# checkerboarding in the north



## BjornBee (Feb 7, 2003)

I would not be messing with bees now, let alone waiting til later. Adding boxes, switching frames, and other management intervention does more harm than any good.


----------



## MountainCamp (Apr 12, 2002)

I don't know what or where you are reading setting bees up for winter in cold climates with empty comb between stores in your upper boxes.
This approach may work in places where bees don't actually cluster for long periods of time, but not where they do.
You want you colony set for winter with full frames of stores above them in the upper boxes. Your cluster will start in the "lower" box, from back filling and being pushed down, and as winter progresses they will move vertical eating stores and creating clustering space as they eat and move.
Frames containing no stores, between your cluster and their next meal with cold weather can mean the end of your cluster.
Your cluster needs to stay in contact with their next meal as they move through winter.

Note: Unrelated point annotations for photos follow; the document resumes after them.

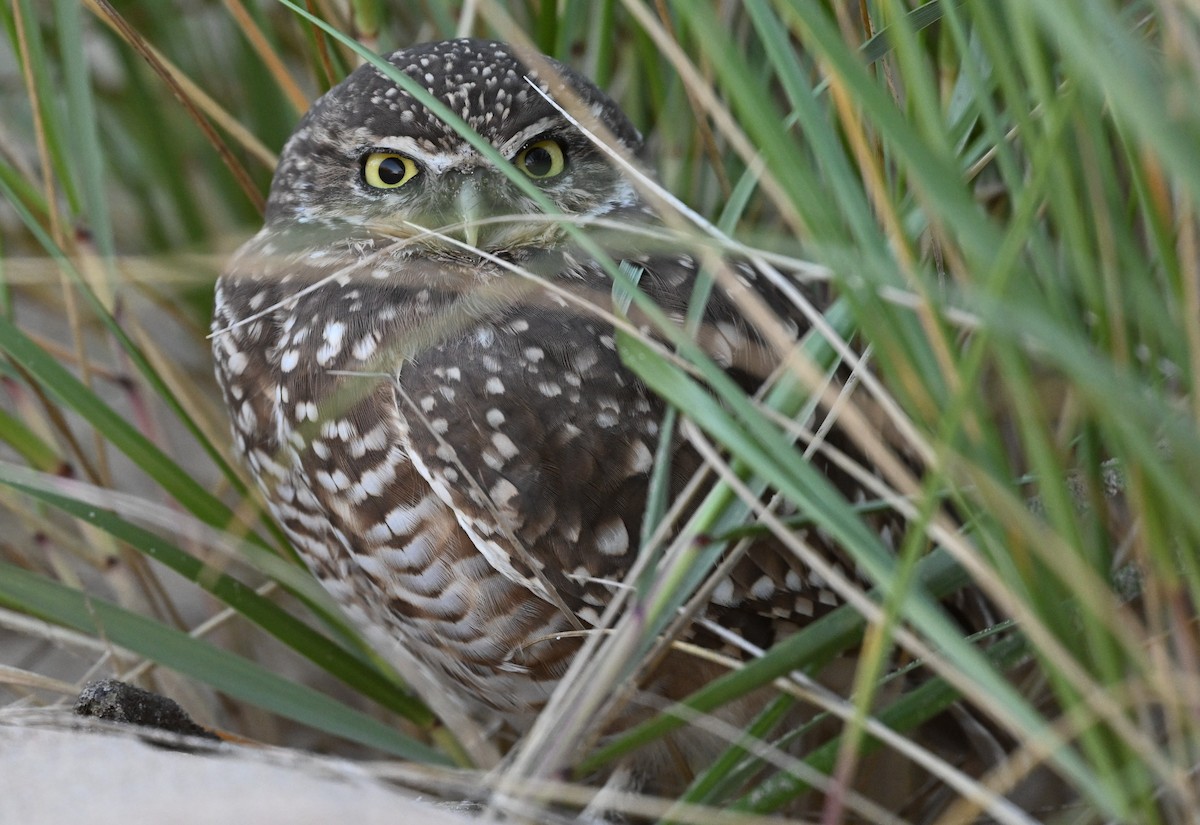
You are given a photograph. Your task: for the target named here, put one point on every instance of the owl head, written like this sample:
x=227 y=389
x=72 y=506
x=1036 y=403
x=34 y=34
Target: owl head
x=370 y=156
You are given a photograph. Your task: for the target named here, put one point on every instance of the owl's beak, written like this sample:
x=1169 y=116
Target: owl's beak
x=469 y=211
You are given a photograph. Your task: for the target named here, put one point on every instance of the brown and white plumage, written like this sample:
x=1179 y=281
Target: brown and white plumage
x=457 y=451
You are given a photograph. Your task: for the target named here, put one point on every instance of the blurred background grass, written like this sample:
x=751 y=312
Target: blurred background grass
x=1005 y=196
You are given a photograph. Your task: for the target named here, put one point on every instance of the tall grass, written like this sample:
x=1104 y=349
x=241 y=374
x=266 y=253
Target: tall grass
x=1003 y=197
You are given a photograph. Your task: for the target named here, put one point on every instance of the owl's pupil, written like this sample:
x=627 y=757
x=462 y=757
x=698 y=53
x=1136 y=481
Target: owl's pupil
x=391 y=170
x=539 y=162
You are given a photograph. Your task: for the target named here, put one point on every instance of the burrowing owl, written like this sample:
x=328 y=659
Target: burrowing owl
x=455 y=447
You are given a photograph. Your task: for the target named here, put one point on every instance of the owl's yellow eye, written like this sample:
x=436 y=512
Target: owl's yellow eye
x=541 y=158
x=388 y=170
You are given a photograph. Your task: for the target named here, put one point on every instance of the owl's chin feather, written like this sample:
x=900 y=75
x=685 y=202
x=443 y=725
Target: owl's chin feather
x=502 y=238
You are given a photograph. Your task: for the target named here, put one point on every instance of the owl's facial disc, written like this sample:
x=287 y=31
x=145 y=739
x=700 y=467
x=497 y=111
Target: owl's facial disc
x=461 y=193
x=370 y=157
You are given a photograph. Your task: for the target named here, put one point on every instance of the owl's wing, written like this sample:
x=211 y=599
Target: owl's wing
x=541 y=441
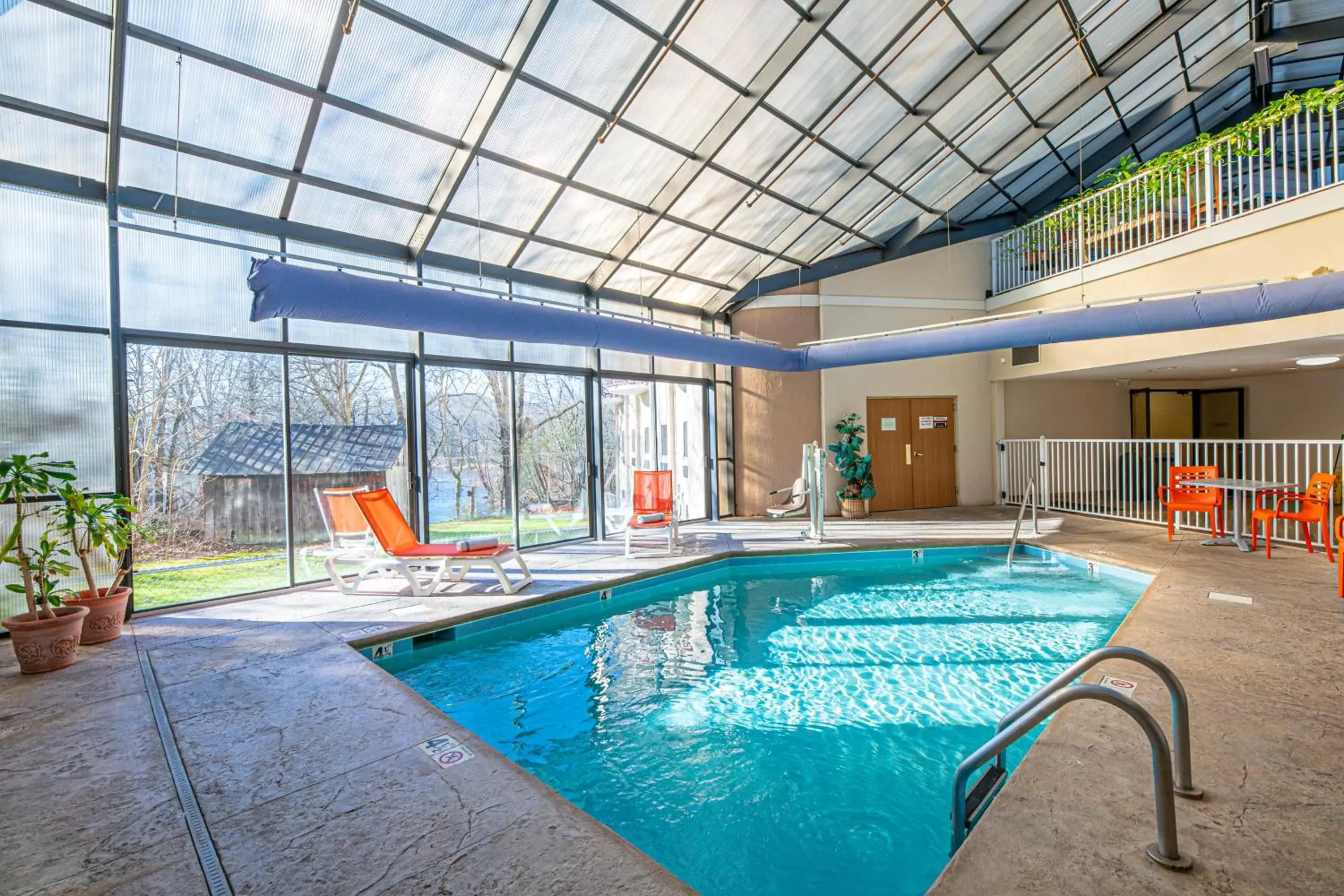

Remember when you are discussing wintering techniques look at where the advice is coming from and compare it your what you will be wintering in.


----------



## Chef Isaac (Jul 26, 2004)

You need to do this come spring time.


----------



## Chef Isaac (Jul 26, 2004)

At this point, you need to leave the bees alone. You can continue to feed a thick syrup until about thanksgiving time but then it would be time to stop. This year, I am taking additional insurance out and putting dry sugar on the top bars.


----------



## allrawpaul (Jun 7, 2004)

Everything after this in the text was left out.